El sonido que produce la vibración de las agujas se mezcla con la música rock que ameniza el evento, mientras Yessenia observa como el tatuador empieza a aplicar color a su nuevo tatuaje.

"En este evento podemos escoger con quien tatuarnos y convivir con toda la gente que le gustan los tatuajes", señaló la mujer ataviada con un diminuto vestido negro y recostada en una camilla del mismo color.

"En la convención participan 17 tatuadores profesionales de Guatemala, cuatro de El Salvador y dos de Costa Rica y se pretende acabar con los prejuicios sobre el tatuaje", afirmó a la AFP José Farnés, organizador del evento.

Según Farnés, la cultura del tatuaje "está creciendo en Guatemala" a pesar de los "tabúes" e "ignorancia" que existen en la sociedad que relaciona los tatuajes con grupos delincuenciales y pandillas.

"Hay que llegar a la sociedad masa que tiene tabúes para que conozcan lo que es un modo de vivir, lo que es un arte, lo que es ser dueño de tu piel", indicó Farnés, mientras un joven a un costado muestra su tatuaje en un brazo que aun muestra residuos de sangre por la perforación de las agujas.

En medio del salón, Arturo Valenzuela, de 46 años y 28 de ellos dedicado a tatuar, también reiteró que uno de los mensajes de la actividad es acabar con el prejuicio de que "el tatuaje es solo para delincuentes".

"Esto es un arte corporal que demuestra qué queremos en nuestras vidas", explicó Valenzuela, quien no recuerda el primer tatuaje que hizo, ni la cantidad de personas que ha tatuado o el número de dibujos que ha grabado sobre la piel.

Algo de lo que sí tiene en mente, es que la mayoría de sus clientes prefieren tatuarse imágenes religiosas o los rostros de familiares.

Arturo nunca estudió la técnica para tatuar y asegura que "sólo aprovecho el don que Dios" le dio y tatuando, que empezó como una afición, ha logrado "obtener una fuente de ingresos" y "mantener a su familia", asegura.

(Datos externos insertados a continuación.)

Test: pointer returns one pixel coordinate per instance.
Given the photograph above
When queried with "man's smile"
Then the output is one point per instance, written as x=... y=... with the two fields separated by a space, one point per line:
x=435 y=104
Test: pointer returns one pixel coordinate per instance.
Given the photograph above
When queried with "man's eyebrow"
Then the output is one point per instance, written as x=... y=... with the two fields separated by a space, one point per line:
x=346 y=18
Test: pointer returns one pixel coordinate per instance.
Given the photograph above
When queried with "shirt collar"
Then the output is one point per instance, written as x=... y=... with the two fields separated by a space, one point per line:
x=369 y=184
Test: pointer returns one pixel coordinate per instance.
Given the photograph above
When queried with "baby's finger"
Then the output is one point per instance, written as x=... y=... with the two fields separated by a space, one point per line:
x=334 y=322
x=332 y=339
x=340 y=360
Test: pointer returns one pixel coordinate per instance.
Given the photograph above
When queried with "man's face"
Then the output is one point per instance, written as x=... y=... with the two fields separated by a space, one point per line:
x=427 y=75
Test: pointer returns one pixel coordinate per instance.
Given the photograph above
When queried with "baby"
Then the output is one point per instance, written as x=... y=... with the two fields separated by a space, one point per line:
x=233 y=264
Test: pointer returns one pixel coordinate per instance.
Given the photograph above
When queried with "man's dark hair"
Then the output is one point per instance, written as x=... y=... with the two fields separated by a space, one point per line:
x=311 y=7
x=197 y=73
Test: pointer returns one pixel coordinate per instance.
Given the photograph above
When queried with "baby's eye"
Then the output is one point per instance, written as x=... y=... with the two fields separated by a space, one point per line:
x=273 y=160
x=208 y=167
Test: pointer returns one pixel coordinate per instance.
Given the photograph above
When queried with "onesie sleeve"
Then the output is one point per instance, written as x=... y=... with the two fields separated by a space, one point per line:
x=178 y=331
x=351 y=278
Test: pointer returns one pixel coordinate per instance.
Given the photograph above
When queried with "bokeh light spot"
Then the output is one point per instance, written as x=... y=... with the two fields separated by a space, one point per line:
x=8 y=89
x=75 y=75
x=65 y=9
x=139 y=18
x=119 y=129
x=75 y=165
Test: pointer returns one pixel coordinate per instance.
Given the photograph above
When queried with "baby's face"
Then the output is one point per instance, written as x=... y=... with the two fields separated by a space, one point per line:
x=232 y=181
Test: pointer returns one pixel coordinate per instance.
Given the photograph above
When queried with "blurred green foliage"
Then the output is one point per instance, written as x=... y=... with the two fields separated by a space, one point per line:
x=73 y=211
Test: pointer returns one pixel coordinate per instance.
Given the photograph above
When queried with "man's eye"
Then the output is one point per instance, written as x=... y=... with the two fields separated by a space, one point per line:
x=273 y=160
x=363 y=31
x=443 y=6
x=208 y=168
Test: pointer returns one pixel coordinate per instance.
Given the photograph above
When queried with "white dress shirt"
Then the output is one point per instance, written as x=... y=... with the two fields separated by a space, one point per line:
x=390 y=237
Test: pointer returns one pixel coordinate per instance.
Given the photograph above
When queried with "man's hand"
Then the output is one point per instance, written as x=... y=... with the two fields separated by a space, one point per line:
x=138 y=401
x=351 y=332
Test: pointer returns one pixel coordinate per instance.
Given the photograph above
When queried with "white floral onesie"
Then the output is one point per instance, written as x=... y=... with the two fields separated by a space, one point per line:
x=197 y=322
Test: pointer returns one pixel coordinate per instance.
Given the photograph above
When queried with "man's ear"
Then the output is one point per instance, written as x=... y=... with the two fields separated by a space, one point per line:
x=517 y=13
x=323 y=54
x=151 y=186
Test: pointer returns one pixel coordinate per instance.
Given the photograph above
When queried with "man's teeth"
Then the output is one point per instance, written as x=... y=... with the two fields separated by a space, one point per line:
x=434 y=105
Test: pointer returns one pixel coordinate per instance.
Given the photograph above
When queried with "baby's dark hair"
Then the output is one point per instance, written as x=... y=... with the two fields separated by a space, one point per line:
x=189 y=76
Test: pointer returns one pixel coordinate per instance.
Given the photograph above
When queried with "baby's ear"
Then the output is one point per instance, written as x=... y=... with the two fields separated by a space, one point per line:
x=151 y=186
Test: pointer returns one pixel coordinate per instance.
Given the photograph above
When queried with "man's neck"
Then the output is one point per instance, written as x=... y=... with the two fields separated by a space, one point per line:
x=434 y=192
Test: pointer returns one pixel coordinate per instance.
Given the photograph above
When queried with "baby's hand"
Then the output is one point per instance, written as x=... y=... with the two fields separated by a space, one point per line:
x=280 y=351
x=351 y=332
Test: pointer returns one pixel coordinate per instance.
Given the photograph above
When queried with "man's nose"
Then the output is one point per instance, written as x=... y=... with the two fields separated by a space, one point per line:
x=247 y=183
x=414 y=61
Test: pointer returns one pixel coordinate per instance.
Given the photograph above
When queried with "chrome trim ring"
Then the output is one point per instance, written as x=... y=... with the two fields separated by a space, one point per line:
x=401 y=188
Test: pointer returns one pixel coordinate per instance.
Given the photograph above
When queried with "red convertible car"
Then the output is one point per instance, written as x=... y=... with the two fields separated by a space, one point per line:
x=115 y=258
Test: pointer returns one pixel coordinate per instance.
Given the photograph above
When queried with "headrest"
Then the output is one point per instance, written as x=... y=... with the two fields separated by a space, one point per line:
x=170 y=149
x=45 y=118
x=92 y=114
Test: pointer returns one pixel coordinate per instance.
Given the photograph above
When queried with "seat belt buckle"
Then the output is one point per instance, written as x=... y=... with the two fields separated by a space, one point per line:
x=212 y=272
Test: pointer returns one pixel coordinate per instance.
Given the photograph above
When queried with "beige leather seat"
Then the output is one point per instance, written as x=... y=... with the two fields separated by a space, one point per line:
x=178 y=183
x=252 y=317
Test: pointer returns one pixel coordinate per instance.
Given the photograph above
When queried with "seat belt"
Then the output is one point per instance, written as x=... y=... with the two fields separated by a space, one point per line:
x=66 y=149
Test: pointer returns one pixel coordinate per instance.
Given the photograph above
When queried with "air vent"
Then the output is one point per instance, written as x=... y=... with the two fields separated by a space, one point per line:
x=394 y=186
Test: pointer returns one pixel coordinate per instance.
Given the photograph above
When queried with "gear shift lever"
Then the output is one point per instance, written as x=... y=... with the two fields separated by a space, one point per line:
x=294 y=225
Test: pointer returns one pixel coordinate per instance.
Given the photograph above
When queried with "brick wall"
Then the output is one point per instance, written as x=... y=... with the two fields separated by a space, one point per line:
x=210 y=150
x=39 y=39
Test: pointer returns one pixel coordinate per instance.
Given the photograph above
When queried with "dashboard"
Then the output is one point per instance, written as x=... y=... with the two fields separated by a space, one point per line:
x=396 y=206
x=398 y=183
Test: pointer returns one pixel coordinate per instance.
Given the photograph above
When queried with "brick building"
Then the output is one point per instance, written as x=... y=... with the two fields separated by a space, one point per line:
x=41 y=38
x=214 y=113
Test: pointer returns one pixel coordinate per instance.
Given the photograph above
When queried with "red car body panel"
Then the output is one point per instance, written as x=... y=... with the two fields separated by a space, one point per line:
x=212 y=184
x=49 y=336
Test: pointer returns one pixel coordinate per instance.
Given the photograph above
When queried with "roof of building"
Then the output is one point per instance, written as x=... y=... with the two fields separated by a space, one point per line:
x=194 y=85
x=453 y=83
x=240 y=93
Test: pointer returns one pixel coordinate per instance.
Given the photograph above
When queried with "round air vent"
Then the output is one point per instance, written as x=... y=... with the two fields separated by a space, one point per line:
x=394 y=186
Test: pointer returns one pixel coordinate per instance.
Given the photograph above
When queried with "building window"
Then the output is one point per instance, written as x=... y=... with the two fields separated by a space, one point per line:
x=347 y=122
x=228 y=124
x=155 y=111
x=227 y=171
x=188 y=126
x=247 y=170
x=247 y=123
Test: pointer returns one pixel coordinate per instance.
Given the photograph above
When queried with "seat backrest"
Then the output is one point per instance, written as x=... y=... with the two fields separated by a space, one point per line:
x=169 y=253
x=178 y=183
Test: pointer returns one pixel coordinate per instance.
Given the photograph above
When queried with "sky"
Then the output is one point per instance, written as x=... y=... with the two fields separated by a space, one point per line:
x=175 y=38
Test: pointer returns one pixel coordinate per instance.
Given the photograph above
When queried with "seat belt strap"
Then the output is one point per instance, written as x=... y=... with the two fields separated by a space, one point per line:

Aunque la mayoría de asistentes buscaba grabar su cuerpo permanentemente, en la exposición también se habilitaron espacios para aquellos que prefieren tatuajes temporales, dibujos hechos con tintas que desaparecen en cuestión de días.

Esta exposición es la tercera en su género realizada en los últimos dos años en Guatemala, y los organizadores esperan que aumente la afición en este país centroamericano por la cultura del tatuaje heredada desde las civilizaciones antiguas del mundo, según pregonan sus partidarios.